Practical Example: A Button
- Draw a rectangle and add a text layer inside it.
- Select both, press Shift + A.
- Set direction: Horizontal.
- Set padding: 12px top/bottom, 20px left/right.
- Set spacing: 8px (space between icon and text if you add one).
- Set width and height to Hug.
Now change the button text to anything — the button expands and contracts perfectly around the text every time.
Spacing Modes
- Packed – Children cluster together with the spacing value between them.
- Space between – Children spread to fill the frame with equal gaps between them (like CSS justify-content: space-between).
Packed (8px gap): [A] [B] [C] ← items cluster left (or centered, based on alignment) Space Between: [A] [B] [C] ← items spread to fill the full width
Nesting Auto Layout Frames
You can place Auto Layout frames inside other Auto Layout frames. This is how complex UIs are built.
Outer Frame (Vertical Auto Layout – full screen) ├── Header Frame (Horizontal Auto Layout) │ ├── Logo │ └── Nav Links (Horizontal Auto Layout) ├── Content Frame (Horizontal Auto Layout) │ ├── Sidebar (Vertical Auto Layout) │ └── Main Area (Vertical Auto Layout) └── Footer Frame (Horizontal Auto Layout)
Adding and Removing Items
Drag any layer into an Auto Layout frame. The frame immediately makes space and places the new item according to the gap and direction settings. Drag an item out, and the frame closes the space automatically.

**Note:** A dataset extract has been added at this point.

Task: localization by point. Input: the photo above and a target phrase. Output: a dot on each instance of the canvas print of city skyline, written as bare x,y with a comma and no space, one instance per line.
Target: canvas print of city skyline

This mirrors how real apps work when content is dynamically added or removed.
Absolute Position
Sometimes you need one layer to ignore Auto Layout and stay in a fixed position inside the frame (like a badge on an icon). Select the layer and check Absolute Position in the right panel. That layer floats freely while all other children still follow Auto Layout rules.